A 2015 study published in the Journal of Behavioral Medicine found that exercising four days a week for six weeks established a habit, facilitated by simple routines and positive outlooks.
“I can’t say, ‘Well, every day, I’ll look at my schedule and choose when I’m free.’ That’s not going to work,” Dr. Lieberman said. Wear the same gym clothes and do the same exercises every day but add the kinds of things animals respond to—such as rewards—as much as possible, he added. “When you’re training animals, you always give them the same treat.”
However, some negative reinforcement helps. Dr. Lieberman described the “least reinforcing syndrome,” a training technique by which dolphin trainers stand still after a mistake, careful not to respond. Any response fuels behavior, but no response lets it die.
“You punish the animal, but you punish the animal only by withholding rewards,” Dr. Lieberman said. “If you don’t go to the gym … don’t allow yourself to watch your favorite show on Netflix.”

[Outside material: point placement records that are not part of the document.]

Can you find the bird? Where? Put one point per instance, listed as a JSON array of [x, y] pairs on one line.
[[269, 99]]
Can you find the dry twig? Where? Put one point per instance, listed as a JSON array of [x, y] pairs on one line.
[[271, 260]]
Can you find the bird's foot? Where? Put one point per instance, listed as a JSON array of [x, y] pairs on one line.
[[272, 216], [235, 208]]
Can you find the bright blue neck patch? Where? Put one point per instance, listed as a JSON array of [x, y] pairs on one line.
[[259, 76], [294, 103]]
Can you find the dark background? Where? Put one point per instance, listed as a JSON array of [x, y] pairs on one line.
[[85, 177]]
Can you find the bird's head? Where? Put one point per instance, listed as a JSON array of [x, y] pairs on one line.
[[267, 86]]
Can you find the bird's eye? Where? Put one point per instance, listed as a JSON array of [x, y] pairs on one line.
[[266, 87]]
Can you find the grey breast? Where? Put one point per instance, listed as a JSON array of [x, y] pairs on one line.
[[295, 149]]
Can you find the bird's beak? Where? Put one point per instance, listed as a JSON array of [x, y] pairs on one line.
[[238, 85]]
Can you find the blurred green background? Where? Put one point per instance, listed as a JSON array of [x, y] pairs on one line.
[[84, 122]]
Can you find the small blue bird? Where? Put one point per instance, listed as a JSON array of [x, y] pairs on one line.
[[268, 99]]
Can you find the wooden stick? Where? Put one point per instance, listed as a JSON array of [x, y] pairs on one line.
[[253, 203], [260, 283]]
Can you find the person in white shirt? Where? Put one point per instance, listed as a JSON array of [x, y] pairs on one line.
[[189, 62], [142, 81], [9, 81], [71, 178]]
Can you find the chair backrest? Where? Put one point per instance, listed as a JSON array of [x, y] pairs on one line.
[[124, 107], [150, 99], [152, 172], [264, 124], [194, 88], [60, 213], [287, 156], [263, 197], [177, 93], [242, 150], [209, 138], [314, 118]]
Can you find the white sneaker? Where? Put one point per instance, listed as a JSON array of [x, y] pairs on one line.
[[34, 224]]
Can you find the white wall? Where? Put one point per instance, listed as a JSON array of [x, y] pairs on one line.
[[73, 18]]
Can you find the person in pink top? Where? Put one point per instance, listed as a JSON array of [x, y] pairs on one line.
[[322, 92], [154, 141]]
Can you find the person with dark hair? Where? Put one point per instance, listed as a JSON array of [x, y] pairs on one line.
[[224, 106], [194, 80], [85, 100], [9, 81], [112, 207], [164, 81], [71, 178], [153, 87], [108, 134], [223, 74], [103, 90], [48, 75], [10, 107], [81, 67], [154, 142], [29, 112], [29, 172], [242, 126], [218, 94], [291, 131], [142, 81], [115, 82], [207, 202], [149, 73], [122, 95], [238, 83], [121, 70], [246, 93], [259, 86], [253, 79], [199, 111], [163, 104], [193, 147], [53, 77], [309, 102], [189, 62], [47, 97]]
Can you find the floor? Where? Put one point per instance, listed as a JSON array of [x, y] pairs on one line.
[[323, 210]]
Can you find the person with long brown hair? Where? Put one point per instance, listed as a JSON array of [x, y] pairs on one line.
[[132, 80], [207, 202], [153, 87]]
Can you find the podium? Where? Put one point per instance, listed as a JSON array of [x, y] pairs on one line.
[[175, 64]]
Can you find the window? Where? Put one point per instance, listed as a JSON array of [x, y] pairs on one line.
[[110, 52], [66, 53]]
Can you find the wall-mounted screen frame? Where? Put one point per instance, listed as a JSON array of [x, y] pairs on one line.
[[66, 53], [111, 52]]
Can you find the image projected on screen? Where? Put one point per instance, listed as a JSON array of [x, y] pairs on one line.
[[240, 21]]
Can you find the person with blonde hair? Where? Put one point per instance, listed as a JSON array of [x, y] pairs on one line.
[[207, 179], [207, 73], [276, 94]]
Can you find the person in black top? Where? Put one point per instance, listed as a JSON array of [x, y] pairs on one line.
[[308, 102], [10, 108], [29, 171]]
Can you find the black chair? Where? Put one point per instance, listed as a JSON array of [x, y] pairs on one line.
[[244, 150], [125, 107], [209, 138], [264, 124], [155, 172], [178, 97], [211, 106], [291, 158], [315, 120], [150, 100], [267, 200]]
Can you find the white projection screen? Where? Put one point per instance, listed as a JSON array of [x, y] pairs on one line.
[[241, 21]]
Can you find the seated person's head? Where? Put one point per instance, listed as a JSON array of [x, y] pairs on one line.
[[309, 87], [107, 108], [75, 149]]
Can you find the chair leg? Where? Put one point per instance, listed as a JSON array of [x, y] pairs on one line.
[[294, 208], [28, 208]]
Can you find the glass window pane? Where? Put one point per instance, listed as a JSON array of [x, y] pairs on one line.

Building a habit is one thing; breaking one is harder. To address the issue, Dr. Lieberman recommended reversing the protocol—reward yourself for resisting a bad habit, even halfway through a day. Watch Netflix or save up for a treat when you don’t smoke or eat unhealthy foods.
Divine Intervention
Although working with our inner animal helps, connecting to a higher power can achieve deeper unconscious integration, whether through traditional religion or secular meditation.
“That divine side of the unconscious tends to be very unpredictable. Artists never know when they’re going to be inspired. Scientists never know when they’re going to be inspired. Intuition comes and goes,” Dr. Lieberman said.
Alcoholics Anonymous taps into addicts’ relationship with a higher power to overcome alcoholism. A 2016 empirical studies review in the Journal of Religion and Health showed that participants who feel God’s presence daily and believe in a universal spirit have better outcomes for cravings and distress.
Self-affirmation through focus on a valued self-concept, such as being an honest person, increased physical activity and positivity, according to research published in 2014 in the Journal of Sport and Exercise Psychology. Affirmation is used by some people as a way of communicating with their unconscious, integrating distinct but strongly intertwined halves.
Religious practice facilitates implicit unconscious self-regulation, versus explicit conscious regulation, a 2010 review of 30 independent experiments published in Personality and Social Psychology Review found.
There is also research, published in 2003 in the Journal of Personality and Social Psychology, suggesting that religious concepts unconsciously helped people exercise self-control against temptation because they were slower in recognizing temptation-related words.
Religiosity may enable an integrative, embodied, whole-person focused self-regulation that explains religious individuals’ frequent greater well-being.
The Inner Committee
If behaviors flow from habits, we must become the architects of our routines. When setting goals such as healthy eating, the ego tells the unconscious to change.
“The ego’s pretty unified,” Dr. Lieberman said. “The unconscious—there’s many, many voices down there.”
Pure willpower won’t establish habits long-term—we must work with these voices: our internal motivations.
This “committee” doesn’t respond to dictates. It responds better to inquiring about our own drives, outlining an enjoyable framework with consistent ritual, and tapping into a higher power to invigorate our efforts.